GENEVA/WASHINGTON • United States Secretary of State John Kerry's attempt to elicit Russian military cooperation in the fight against the Islamic State in Iraq and Syria (ISIS) in Syria has suffered two potentially crippling blows.
First, the Syrian army said it has cut off all supply routes into the eastern part of the city of Aleppo - Syria's most important opposition stronghold - and President Bashar al-Assad's government has asked residents to leave the city.
That move, US officials speaking on condition of anonymity said on Thursday, appeared to be an effort to pre-empt a US demand that Russia and Syria reopen a major road into the divided northern city before talks could begin on creating a joint intelligence centre to coordinate air attacks against ISIS.
Then, Al-Qaeda's Syrian branch, the Nusra Front, announced on Thursday that it was terminating its relationship with the global network created by Osama bin Laden and changing its name to Jabhat Fateh al-Sham to remove what it called a pretext by the US and other countries to attack Syrians.
Although one US official called it "a change in name only", the move complicates the American proposal to limit the Russians and Syrians to targeting only Nusra and ISIS and not other rebel groups supported by Washington and its allies in the coalition against ISIS.

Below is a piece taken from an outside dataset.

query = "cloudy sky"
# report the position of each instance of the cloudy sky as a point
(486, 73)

"By disavowing its ties to Al-Qaeda - which, incidentally, it did with Al-Qaeda's blessing - Nusra has made it harder to isolate it from more moderate groups, some of whose members may join it now because it's more powerful than some of the groups they belong to now," said the official.
US State Department spokesman John Kirby said Washington has been clear about its concerns over the announcement of the humanitarian corridor and that its view of the Nusra Front had not changed despite its name change.
"But we also remain committed to the proposals reached by the United States and Russia to better enforce the cessation of hostilities in Syria and provide the space needed for a resumption of political talks. If fully implemented in good faith, they can achieve a measure of success that has eluded us thus far," Mr Kirby told Reuters.
Aid agencies yesterday called on Syria's government to end its encirclement of rebel-held east Aleppo as a handful of civilians managed to use humanitarian corridors to flee the ruined city.
Pro-regime forces have surrounded Aleppo's eastern districts since July 17, leaving an estimated 250,000 trapped without reliable access to food or medical aid.